Vous l’avez compris, l’actualité c’est beaucoup l’archivage électronique de documents qui sont très récents.

  • D’autres actualités ?

L’actualité c’est aussi d’être présent sur de nombreux partenariats internationaux qui ont tous pour fondement le désir d’utiliser les archives, en particulier les archives contemporaines.

Avec l’Argentine, le gouvernement argentin a souhaité que l’on numérise un certain nombre de dossiers individuels que nous détenions pour les mettre à disposition des familles qui ont un membre de leur famille qui a disparu pendant la dictature. Et donc ils souhaitent retrouver les traces. On a tout numérisé et ces dossiers ont été transmis à l’Argentine à un institut de recherche placé sous la tutelle du ministère de la justice et de la mémoire. C’est un système tout à fait particulier. Voilà un exemple de partenariat qui est lié à une demande sociale.

On aussi un partenariat avec le Maroc, le Mexique, et en général avec des pays qui autrefois ont eu un bout d’histoire avec la France, qui sont devenus indépendants et souhaitent réutiliser des sources qui sont chez nous pour mieux connaître leur propre histoire et peut-être mieux la confronter avec leurs propres sources.

Tous ces partenariats aboutissent-ils ?

Tous les partenariats n’aboutissent pas. Cela peut être long et il peut y avoir, par exemple, des velléités de partenariats dont on ne sait pas à l’avance sur quoi cela va déboucher.

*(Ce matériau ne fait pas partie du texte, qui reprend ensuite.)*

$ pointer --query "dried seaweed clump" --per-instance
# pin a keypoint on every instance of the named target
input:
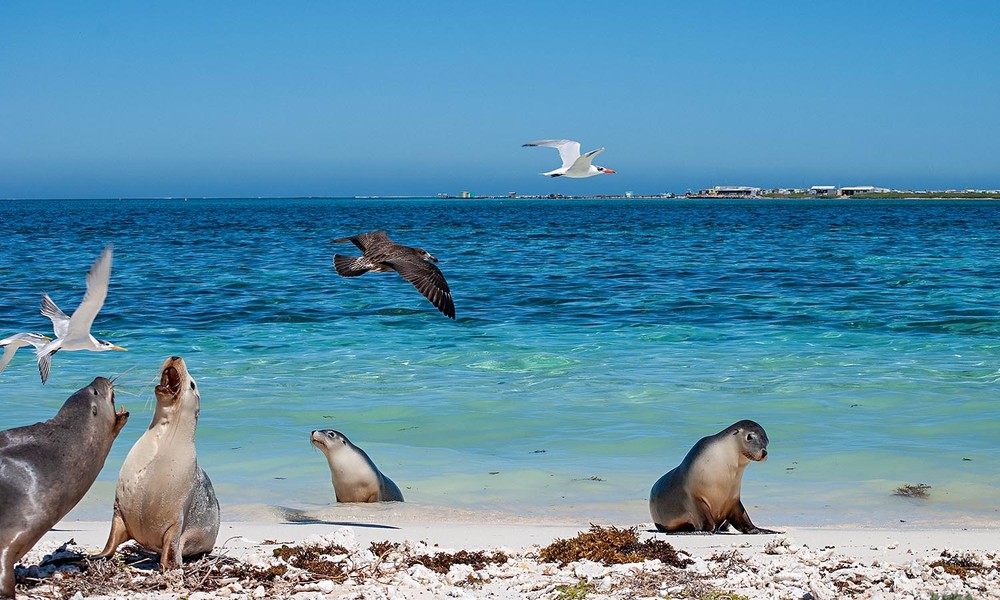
(316, 559)
(913, 491)
(611, 546)
(440, 562)
(963, 565)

En réalité, ce que l’on voit, qui est une tendance lourde, c’est que de nombreux pays au monde ont une législation récente des archives. Ces pays ont accédé à l’indépendance, ont eu des coups d’État ou des régimes autoritaires comme la période soviétique où il y a eu une dislocation du bloc soviétique, ou bloc de l’Est, donnant naissance à de nouveaux états.

Ces pays ont dû construire ou reconstruire une législation et en particulier une législation sur leurs archives. Donc ces pays sont assez demandeurs de liens professionnels avec la France.

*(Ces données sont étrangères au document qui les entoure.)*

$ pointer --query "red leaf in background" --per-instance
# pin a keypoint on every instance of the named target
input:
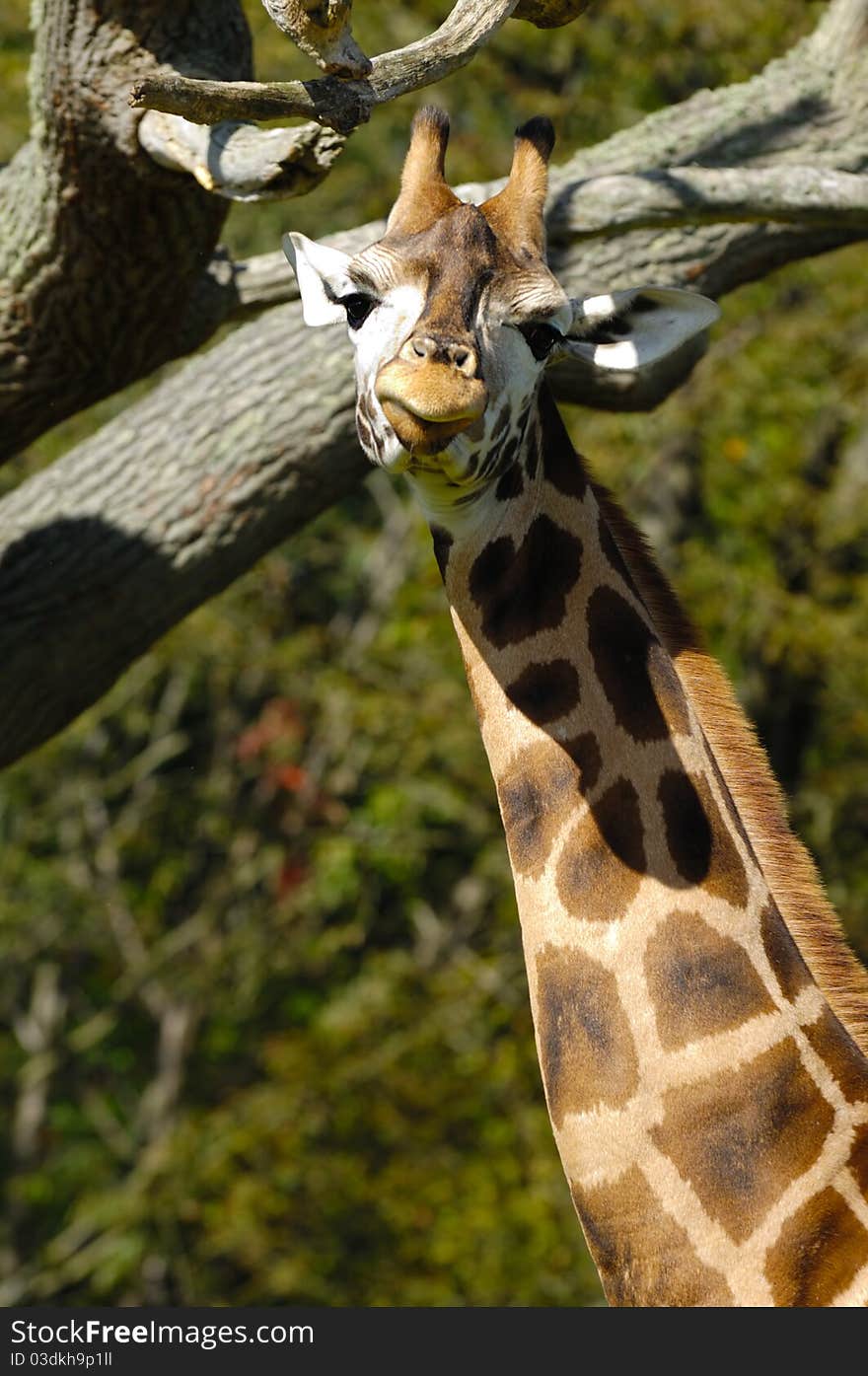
(278, 720)
(289, 877)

Pourquoi ? Parce que nous avons une législation archivistique assez ancienne en France qui date de la Révolution et qui a été considérablement modernisée en 1979, 2008, 2016. Et ils se tournent vers nous sur des coopérations de pratique professionnelle. Le fait aussi que des pays souhaitent intégrer l’Europe, pour cela ils intègrent des réseaux européens.
Un exemple ? Tous les ans, nous avons un rassemblement du réseau EUDiA qui est le réseau des archives diplomatiques européennes, mais également des pays candidats qui souhaiteraient un jour rejoindre l’Europe. Et parmi ces pays européens, vous avez des pays qui sont proviennent de l’ex-bloc soviétique. C’est très divers, il y a beaucoup d’échanges. Ce rassemblement est très intéressant.

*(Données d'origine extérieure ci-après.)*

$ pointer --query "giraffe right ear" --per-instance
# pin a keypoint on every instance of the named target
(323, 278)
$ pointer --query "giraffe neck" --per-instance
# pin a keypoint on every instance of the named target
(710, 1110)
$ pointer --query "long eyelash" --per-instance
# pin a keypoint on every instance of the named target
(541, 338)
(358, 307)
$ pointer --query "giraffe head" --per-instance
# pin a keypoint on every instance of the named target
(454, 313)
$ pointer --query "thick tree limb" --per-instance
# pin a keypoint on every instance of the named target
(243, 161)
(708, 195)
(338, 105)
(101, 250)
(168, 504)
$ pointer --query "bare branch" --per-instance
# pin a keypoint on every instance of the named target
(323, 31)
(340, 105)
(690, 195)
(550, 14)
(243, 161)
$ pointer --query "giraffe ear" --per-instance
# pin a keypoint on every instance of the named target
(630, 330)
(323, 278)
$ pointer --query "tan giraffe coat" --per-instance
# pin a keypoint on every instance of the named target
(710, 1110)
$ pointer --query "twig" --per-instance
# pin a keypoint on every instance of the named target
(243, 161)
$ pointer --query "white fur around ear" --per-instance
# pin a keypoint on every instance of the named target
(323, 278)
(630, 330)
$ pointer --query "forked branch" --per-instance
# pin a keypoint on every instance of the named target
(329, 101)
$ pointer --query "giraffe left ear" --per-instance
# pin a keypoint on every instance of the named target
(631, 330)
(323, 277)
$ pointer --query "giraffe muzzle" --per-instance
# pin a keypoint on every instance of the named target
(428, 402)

Revenons aux pays décolonisés.
Longtemps ces pays souhaitaient récupérer les archives papier des administrations coloniales en place que nous avions rapatriées. Maintenant ils souhaitent des numérisations pour pouvoir les exploiter chez eux. On a beaucoup de demandes de ce genre pour faire avec eux des portails.

Pas plus tard qu’au mois d’août, la Directrice des archives du Vietnam qui travaille déjà avec nos collègues des archives nationales d’Outre-mer, est passée par nos collègues du service interministériel des archives de France pour nous transmettre son désir de travailler avec les archives du ministère de la Défense et celles des Affaires étrangères ?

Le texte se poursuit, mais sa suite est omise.